I was curious if anybody had any info on how the EO practices of:

1. Baptising, by full immersion, three times [In the name of the Father (dunk 1), in the name of the Son (dunk 2), and in the name of the Holy Spirit (dunk3)], including both adults and infants, and

2. Giving communion to infants,

developed. Or maybe you just have comments to make? It just seems very interesting to me how the East developed so radically different from the West on these issues. For example, fully immersing your infant as opposed to sprinkling your infant. Can you imagine the screaming that would occur at a EO infant baptism as you dunk the child 3 times fully under water?


----------



## Founded on the Rock (Mar 29, 2007)

Well I do know that my Girlfriend grew up Coptic Orthodox, and she took paedo-communion and was baptised in that way.

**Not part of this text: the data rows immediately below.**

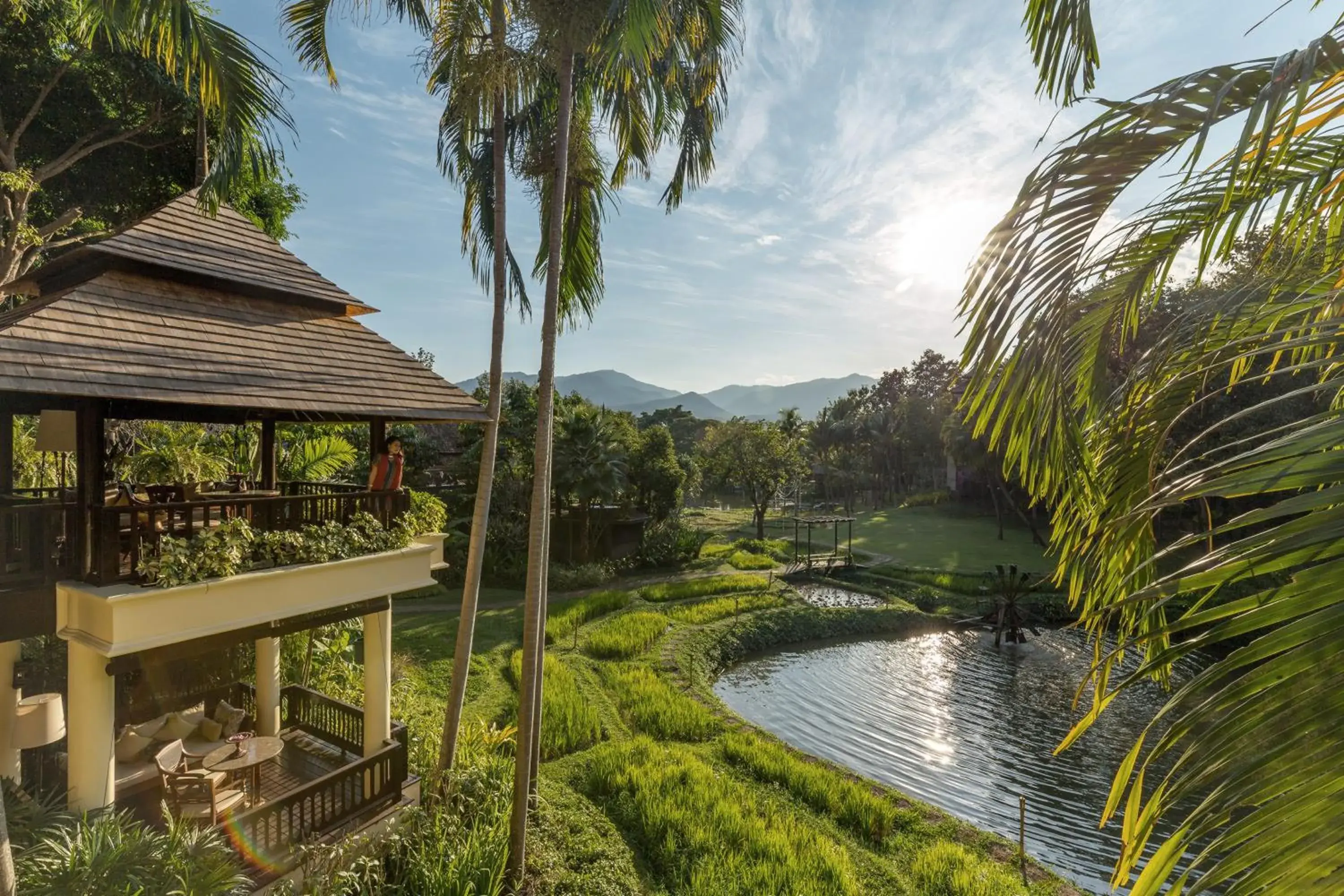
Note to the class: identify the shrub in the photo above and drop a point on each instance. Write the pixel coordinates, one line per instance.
(777, 548)
(724, 607)
(951, 870)
(113, 853)
(705, 835)
(426, 513)
(569, 720)
(748, 560)
(627, 636)
(654, 707)
(926, 499)
(234, 547)
(668, 543)
(853, 805)
(588, 575)
(564, 620)
(714, 550)
(703, 587)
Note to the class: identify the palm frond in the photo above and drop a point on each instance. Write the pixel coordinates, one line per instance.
(226, 73)
(1064, 47)
(307, 22)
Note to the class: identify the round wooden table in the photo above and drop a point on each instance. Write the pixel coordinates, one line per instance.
(254, 753)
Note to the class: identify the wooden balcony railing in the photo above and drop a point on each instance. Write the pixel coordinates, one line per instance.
(269, 832)
(128, 531)
(338, 723)
(38, 543)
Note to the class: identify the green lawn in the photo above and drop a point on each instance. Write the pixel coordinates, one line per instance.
(944, 539)
(939, 538)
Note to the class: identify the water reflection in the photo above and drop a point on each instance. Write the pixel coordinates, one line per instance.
(951, 720)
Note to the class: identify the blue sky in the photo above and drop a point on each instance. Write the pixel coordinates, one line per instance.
(869, 148)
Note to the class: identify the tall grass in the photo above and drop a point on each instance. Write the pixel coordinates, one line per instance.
(853, 805)
(627, 636)
(656, 708)
(569, 720)
(703, 587)
(951, 870)
(724, 607)
(748, 560)
(705, 835)
(565, 618)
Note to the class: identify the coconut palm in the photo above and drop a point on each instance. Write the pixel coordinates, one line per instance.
(655, 72)
(1245, 757)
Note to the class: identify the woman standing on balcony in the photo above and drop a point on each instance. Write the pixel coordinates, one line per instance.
(385, 473)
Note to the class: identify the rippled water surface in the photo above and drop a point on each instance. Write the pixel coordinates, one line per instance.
(956, 723)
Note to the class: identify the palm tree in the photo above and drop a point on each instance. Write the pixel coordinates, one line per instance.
(668, 52)
(224, 73)
(476, 69)
(1246, 753)
(589, 464)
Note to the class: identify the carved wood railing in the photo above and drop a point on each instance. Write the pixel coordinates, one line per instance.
(326, 718)
(38, 542)
(267, 833)
(125, 532)
(293, 488)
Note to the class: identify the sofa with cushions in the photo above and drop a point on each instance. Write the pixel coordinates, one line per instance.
(199, 734)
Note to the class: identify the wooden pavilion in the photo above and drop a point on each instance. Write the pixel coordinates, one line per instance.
(806, 559)
(195, 319)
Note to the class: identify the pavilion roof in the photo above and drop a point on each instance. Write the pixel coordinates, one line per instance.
(189, 312)
(131, 338)
(225, 252)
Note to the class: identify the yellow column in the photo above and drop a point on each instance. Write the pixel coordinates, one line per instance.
(9, 702)
(268, 687)
(89, 724)
(378, 680)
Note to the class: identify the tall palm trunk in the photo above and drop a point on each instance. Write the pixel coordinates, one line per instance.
(7, 878)
(534, 610)
(486, 476)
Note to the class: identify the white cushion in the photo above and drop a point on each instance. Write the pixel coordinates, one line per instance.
(150, 728)
(198, 747)
(131, 746)
(135, 773)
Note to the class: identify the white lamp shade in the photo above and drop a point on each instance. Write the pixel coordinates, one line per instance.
(39, 720)
(56, 432)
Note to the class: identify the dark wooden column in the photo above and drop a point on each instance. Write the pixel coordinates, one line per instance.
(89, 458)
(6, 453)
(377, 436)
(268, 454)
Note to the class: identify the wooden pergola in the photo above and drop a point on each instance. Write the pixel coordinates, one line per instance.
(807, 560)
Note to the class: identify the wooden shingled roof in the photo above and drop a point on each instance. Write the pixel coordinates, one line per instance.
(147, 335)
(225, 250)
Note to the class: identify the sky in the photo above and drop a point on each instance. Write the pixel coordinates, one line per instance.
(870, 146)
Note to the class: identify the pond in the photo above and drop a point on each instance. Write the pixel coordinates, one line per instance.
(828, 595)
(956, 723)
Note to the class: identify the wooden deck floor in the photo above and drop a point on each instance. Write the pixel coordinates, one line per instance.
(302, 761)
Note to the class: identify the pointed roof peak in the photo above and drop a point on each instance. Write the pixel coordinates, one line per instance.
(228, 250)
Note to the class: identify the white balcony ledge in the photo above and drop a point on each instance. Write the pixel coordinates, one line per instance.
(125, 618)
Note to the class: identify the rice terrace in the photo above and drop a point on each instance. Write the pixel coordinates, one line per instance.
(594, 448)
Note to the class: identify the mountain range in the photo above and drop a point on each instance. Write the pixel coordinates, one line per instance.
(624, 393)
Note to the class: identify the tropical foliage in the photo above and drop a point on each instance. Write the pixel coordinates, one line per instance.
(103, 108)
(58, 853)
(1244, 758)
(234, 547)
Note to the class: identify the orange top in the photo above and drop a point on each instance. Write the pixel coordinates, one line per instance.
(388, 472)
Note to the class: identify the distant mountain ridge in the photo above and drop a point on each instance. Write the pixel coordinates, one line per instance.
(624, 393)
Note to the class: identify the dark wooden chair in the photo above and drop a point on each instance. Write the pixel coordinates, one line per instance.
(194, 794)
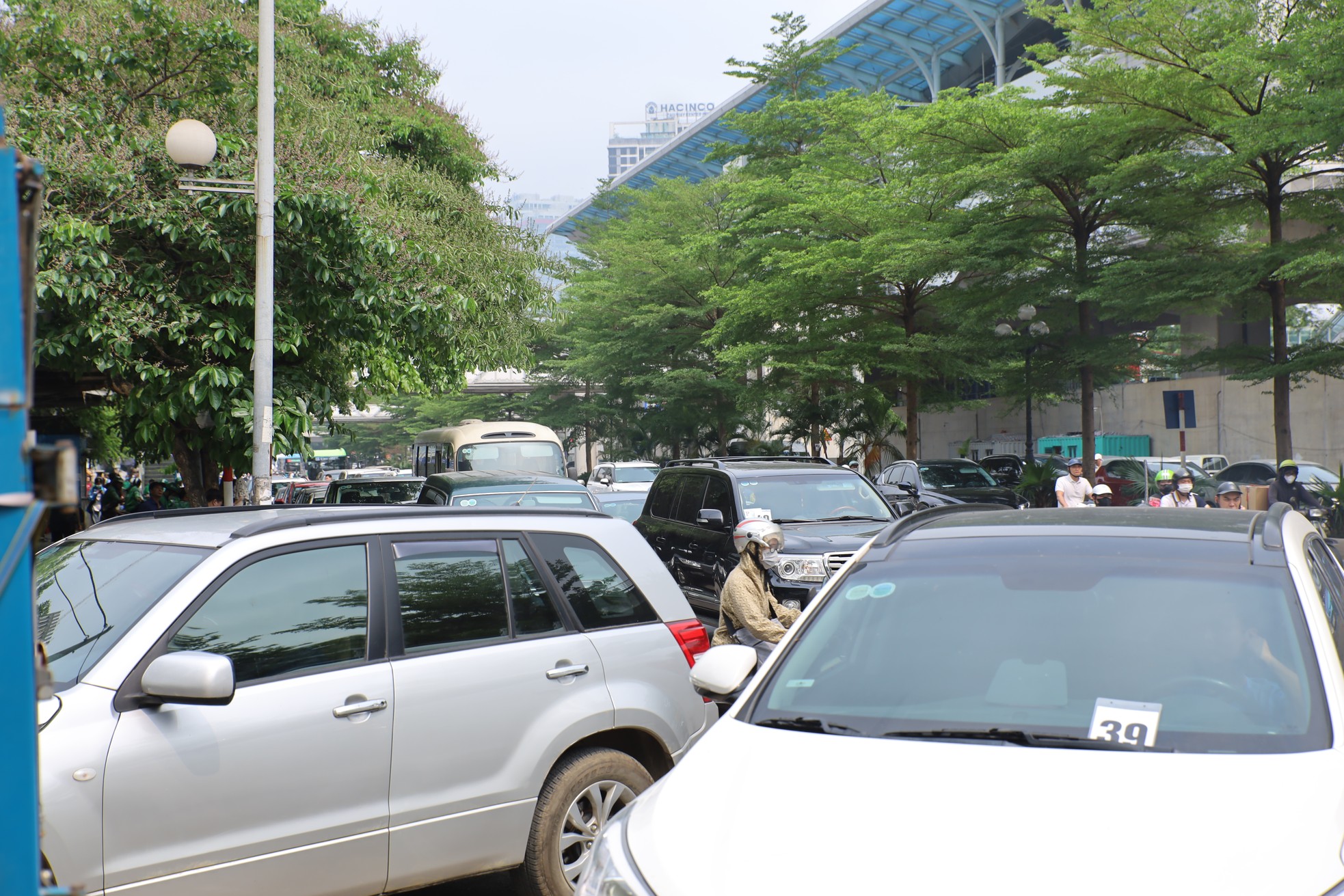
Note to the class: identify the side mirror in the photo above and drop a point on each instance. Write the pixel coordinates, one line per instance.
(722, 672)
(190, 676)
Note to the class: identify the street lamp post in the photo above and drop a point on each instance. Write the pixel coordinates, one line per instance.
(193, 146)
(1032, 329)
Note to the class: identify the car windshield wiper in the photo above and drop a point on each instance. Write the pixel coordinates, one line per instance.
(1015, 737)
(804, 723)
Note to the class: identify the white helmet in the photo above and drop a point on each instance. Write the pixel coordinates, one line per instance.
(764, 532)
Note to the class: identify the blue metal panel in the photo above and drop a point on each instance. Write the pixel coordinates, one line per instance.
(19, 848)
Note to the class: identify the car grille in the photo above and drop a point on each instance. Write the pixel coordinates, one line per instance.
(836, 560)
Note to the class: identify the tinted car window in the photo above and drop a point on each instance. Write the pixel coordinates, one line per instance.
(528, 598)
(598, 591)
(452, 593)
(662, 498)
(690, 499)
(89, 593)
(1011, 633)
(288, 613)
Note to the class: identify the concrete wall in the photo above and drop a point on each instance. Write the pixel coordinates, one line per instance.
(1234, 418)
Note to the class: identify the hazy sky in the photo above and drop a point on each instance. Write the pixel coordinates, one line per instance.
(542, 78)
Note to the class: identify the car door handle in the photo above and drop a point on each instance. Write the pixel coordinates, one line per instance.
(355, 708)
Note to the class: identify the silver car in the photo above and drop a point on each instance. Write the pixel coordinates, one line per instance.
(353, 701)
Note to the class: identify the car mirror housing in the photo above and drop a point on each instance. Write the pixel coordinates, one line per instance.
(711, 519)
(190, 677)
(723, 670)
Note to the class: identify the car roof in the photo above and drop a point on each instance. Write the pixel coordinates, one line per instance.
(214, 527)
(499, 481)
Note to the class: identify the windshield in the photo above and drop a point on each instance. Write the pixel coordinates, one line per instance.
(356, 492)
(954, 476)
(634, 473)
(524, 498)
(1015, 634)
(533, 457)
(90, 593)
(800, 498)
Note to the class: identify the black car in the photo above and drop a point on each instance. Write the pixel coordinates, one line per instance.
(827, 513)
(918, 485)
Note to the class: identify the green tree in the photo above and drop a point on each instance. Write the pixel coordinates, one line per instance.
(1254, 94)
(392, 271)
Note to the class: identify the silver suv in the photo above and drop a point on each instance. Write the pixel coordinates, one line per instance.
(354, 701)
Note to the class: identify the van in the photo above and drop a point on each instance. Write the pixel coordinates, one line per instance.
(476, 445)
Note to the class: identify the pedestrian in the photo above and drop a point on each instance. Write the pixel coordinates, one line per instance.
(1183, 496)
(749, 612)
(1228, 496)
(155, 500)
(1073, 489)
(1287, 489)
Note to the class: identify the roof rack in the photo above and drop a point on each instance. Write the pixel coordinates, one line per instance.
(779, 459)
(359, 513)
(905, 526)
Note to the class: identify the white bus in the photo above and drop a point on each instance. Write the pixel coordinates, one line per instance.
(474, 445)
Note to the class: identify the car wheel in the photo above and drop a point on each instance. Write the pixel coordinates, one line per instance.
(580, 797)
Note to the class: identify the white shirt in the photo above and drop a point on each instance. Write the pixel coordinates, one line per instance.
(1073, 491)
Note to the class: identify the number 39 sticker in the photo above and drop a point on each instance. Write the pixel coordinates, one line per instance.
(1125, 722)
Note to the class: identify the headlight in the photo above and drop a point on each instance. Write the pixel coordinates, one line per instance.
(610, 871)
(801, 569)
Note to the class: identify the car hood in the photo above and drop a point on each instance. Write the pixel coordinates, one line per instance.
(808, 813)
(824, 538)
(984, 495)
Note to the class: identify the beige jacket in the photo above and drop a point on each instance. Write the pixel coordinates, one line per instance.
(747, 601)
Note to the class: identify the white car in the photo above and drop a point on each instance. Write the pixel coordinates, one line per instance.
(623, 476)
(1030, 703)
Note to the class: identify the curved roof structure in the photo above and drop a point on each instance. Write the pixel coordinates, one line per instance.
(910, 49)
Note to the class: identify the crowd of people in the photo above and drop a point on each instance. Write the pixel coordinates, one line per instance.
(1177, 489)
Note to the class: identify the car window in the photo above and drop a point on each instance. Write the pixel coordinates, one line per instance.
(89, 593)
(690, 499)
(452, 593)
(598, 591)
(718, 496)
(530, 602)
(1011, 633)
(288, 613)
(662, 498)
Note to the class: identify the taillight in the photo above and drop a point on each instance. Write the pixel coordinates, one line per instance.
(691, 637)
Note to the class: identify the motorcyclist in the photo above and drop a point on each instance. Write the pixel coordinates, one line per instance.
(749, 612)
(1185, 493)
(1228, 498)
(1287, 488)
(1166, 481)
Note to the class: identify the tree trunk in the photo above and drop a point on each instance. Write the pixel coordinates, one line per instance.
(911, 418)
(191, 467)
(1278, 324)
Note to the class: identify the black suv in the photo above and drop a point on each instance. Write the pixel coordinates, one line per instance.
(827, 513)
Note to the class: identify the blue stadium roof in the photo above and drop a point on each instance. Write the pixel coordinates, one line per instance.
(911, 49)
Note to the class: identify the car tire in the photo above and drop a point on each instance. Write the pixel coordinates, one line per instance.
(595, 782)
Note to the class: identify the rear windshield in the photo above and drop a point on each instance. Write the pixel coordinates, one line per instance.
(90, 593)
(1057, 636)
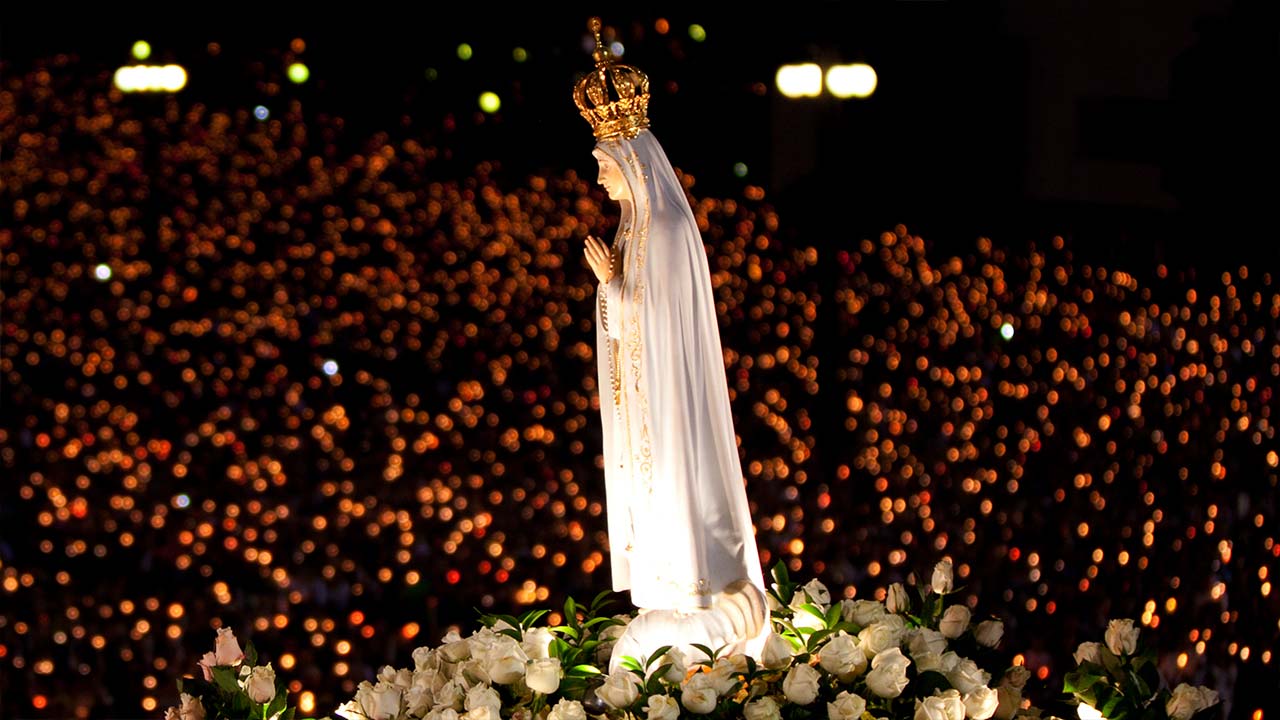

She says it was quite interesting (viewing it, not that she remembers it when it happend to her of course)! The babies can get pretty loud I hear.

I don't have a scholarly response but its something


----------



## tellville (Mar 29, 2007)

Yes, I would imagine it being quite interesting to watch. I've seen Padeocommunion done at an EO church, but not Padeobaptism. I've seen adult Baptism though. I find it very fascinating how much Trinitarian theology saturates everything the EO do, including Baptism!


----------



## DTK (Mar 29, 2007)

Tertullian speaks of it as a common practice, _Against Praxeas_, Chapter 26. Jerome refers to another mode of baptism, dipping the head into the laver three times, _The Dialogue Against the Luciferians_, 8. Cyril of Jerusalem claimed that Christ's mode of baptism was a three-fold descent into the water, _Catechetical Lectures_, Chapter 20, 4. Basil of Caesarea references a three-fold immersion as the mode of Baptism in Letter 236, 5, and _On the Holy Spirit_, chapter 15, 35. This mode of baptism has an ancient precedent in the early church, and particularly among the eastern Church fathers, hence the precedent for Eastern Orthodoxy today.

DTK


----------



## tellville (Mar 30, 2007)

Fascinating. I wonder what started this three-fold Baptismal practice in the East? Or maybe this was the practice from the very beginning?


----------



## ChristopherPaul (Mar 30, 2007)

_The Archaeology of the Mode of Baptism_ by Benjamin Warfield

This is also included in volume 9 of his 10 volume set published by Baker.

Quite interesting.


----------